Une comédie familiale

Même si ce film procure un certain plaisir, il est loin de rivaliser par sa qualité d’écriture avec ce à quoi nous avait habitué le réalisateur. Il trouve malgré tout sa singularité dans la volonté de se frotter aux codes de la comédie familiale. La preuve par trois : un tournage sur la côte méditerranéenne genre Les Sous-doués en vacances, une bande originale composée par Metronomy lorgnant sur le style Vladimir Cosma ou encore une morale digne (n’ayons pas peur des mots) d’une fin d’épisode de Plus belle la vie, ça ne choquerait même pas si le film était un scénario inachevé de Claude Zidi avec dans les rôles titres Louis de Funès et Bourvil.

De ce point de vue Quentin Dupieux a probablement réussi cette comédie de la même manière que lorsque Les Nuls inscrivaient sur l’affiche de La Cité de la Peur « une comédie familiale ». Et c’est dans cet esprit de filiation (couplé à sa marotte pour le non-sens) qu’il réalise avec Mandibules une comédie plutôt non-familiale, pour toute la famille ça va sans dire.

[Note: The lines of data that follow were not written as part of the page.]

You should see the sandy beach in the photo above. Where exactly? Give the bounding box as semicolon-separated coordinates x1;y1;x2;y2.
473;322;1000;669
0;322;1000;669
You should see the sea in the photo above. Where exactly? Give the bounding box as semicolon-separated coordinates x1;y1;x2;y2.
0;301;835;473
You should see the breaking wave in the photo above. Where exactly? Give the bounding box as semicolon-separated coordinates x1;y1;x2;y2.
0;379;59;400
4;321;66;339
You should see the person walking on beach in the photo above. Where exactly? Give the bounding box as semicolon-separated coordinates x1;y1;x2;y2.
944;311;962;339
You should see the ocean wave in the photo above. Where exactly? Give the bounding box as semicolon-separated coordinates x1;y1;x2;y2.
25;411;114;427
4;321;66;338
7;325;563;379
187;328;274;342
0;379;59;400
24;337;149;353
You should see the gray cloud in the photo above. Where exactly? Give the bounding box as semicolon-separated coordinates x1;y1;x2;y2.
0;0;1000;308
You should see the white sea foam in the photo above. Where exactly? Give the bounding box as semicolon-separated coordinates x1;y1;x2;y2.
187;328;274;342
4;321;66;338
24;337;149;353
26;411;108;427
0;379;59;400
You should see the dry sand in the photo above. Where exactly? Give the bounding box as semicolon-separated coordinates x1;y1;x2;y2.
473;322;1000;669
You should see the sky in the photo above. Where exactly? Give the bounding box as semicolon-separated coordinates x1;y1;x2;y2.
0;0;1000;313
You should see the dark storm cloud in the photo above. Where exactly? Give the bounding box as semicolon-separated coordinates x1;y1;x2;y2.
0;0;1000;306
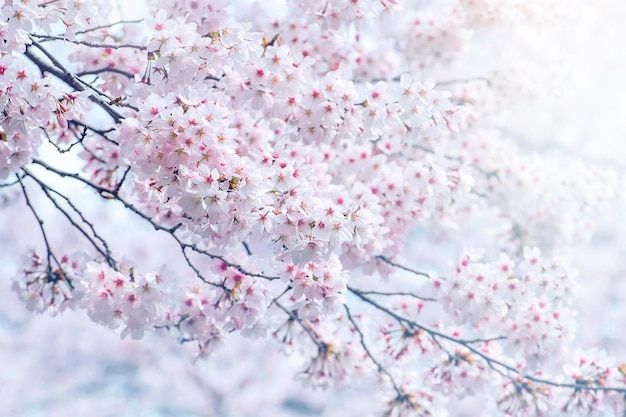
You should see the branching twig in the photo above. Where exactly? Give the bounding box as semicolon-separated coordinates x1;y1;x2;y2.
348;287;626;394
344;304;404;395
30;33;147;51
376;255;430;278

Il serait difficile d’émettre un avis objectif sans le mettre en perspective du reste de la filmographie de son réalisateur tant son style reste une exception dans le paysage cinématographique français. Concluons en disant que Mandibules est un film anecdotique mais il n’en reste pas moins un gentil divertissement oubliable qui à le mérite de plonger un duo culte pour toute une génération dans l’univers du réalisateur, au risque de faire des déçus comme Steak en son temps.